Por ello, no es de extrañar el fuerte vínculo
emocional que le unió desde la adolescencia con su gran maestro, Edgar Allan
Poe.
Sin embargo, a diferencia de otros seguidores
(de los tantos que ha tenido a lo largo de la historia el gran poeta de
Baltimore), Quiroga perfeccionó el cuento macabro hasta cimas asombrosas,
convirtiéndose, según mi criterio, en indiscutible maestro del «golpe de
efecto», a la altura de genios como el propio Poe o Guy de Maupassant (otra de
sus grandes referencias literarias).
Conocido sobre todo por sus deliciosos
cuentos de la selva (deudores de su admirado Rudyard Kipling, influjo
imprescindible en su obra) e inspirados en la tradición oral y su estancia en la
región argentina de Misiones (selva ubicada en el corazón de la entonces América
virgen), su magnífica contribución a la literatura de terror ha quedado
relegada, salvo honrosas excepciones, a un discreto segundo plano.
Atormentado por la culpa, Horacio Quiroga maneja
como nadie el complejo universo de la alucinación, la angustia, la obsesión, el
fatalismo, la venganza y la locura. Sus cuentos son auténticas joyas del mejor
horror macabro, despertando en el lector una zozobra que va in crescendo para, finalmente,
concluir con hachazos estremecedores. Relatos como El hijo (quizá el cuento más impactante que
he leído en mi vida), La lengua, El almohadón de pluma, La
gallina degollada, El yaciyateré, Los guantes de goma,
La miel silvestre o Las rayas, por citar sólo algunos,
ilustran a la perfección el despliegue de talento y el dominio de la narración
breve que alcanzó el escritor uruguayo.
Menos conocidas, pero igualmente soberbias, son
sus novelas cortas (o relatos largos, según se prefiera), urdidas con venenosa
maestría, de corte folletinesco, al estilo de los pulp americanos,
de entre los cuales sobresalen El hombre artificial (que
fusiona magistralmente el terror más atroz y la ciencia ficción), El
mono que asesinó, Las fieras cómplices y El devorador de hombres.

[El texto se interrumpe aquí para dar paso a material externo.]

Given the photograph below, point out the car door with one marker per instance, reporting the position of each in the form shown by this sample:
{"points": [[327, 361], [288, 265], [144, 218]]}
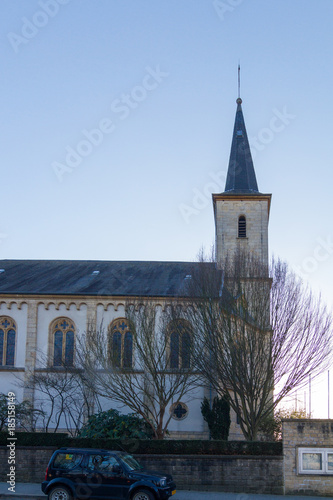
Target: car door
{"points": [[105, 481]]}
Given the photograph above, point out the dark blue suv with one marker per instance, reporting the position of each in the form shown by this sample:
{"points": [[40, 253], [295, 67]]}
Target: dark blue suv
{"points": [[82, 473]]}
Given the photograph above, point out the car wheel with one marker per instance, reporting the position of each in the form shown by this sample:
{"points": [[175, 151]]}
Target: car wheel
{"points": [[60, 493], [143, 495]]}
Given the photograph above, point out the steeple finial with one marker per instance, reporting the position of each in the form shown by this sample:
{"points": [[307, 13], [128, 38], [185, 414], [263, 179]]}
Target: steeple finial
{"points": [[241, 177], [239, 100]]}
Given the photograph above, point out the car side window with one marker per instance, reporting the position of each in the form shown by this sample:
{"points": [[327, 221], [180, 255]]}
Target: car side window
{"points": [[66, 461], [102, 463]]}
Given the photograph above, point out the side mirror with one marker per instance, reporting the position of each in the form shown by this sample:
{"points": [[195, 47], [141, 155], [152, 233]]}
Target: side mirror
{"points": [[116, 469]]}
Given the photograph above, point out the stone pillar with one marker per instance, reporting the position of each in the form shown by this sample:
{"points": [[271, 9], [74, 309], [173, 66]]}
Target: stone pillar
{"points": [[31, 348]]}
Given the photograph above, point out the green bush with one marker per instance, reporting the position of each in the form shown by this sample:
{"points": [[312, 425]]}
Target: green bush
{"points": [[111, 424]]}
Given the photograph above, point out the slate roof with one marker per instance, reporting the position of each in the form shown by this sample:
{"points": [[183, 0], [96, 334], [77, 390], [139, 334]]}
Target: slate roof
{"points": [[241, 177], [120, 278]]}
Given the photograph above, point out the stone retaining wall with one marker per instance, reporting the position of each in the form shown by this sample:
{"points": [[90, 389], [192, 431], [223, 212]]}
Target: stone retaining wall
{"points": [[249, 474], [313, 434]]}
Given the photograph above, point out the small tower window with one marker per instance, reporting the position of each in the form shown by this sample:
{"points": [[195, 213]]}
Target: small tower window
{"points": [[242, 227]]}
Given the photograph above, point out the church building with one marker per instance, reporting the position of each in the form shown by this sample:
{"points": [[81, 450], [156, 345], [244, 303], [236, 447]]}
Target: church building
{"points": [[44, 304]]}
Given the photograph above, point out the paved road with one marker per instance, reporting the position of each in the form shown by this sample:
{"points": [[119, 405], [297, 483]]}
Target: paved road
{"points": [[30, 491]]}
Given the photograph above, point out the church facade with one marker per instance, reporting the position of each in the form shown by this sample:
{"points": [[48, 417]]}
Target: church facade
{"points": [[44, 305]]}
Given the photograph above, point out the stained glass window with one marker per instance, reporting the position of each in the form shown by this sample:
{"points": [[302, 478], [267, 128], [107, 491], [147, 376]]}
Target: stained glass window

El propio Quiroga plasma su visión del cuento
en su Decálogo del perfecto cuentista, compendio resumido de las
claves que, a su juicio, ha de tener toda narración breve (espléndida fuente de
aprendizaje).
Extraigo, a modo de conclusión, dos consejos
del mismo:
Cree en un maestro
(Poe, Maupassant, Kipling, Chejov —aquí incluyo al propio Quiroga— como en Dios
mismo).
Cree que su arte
es una cima inaccesible. No sueñes en dominarla. Cuando puedas hacerlo, lo
conseguirás sin saberlo tú mismo.
Siempre he creído un deber reivindicar la
figura de Horacio Quiroga en el contexto de las letras latinoamericanas, autor cuyo
«influjo macabro» sigue fluyendo por mis venas literarias.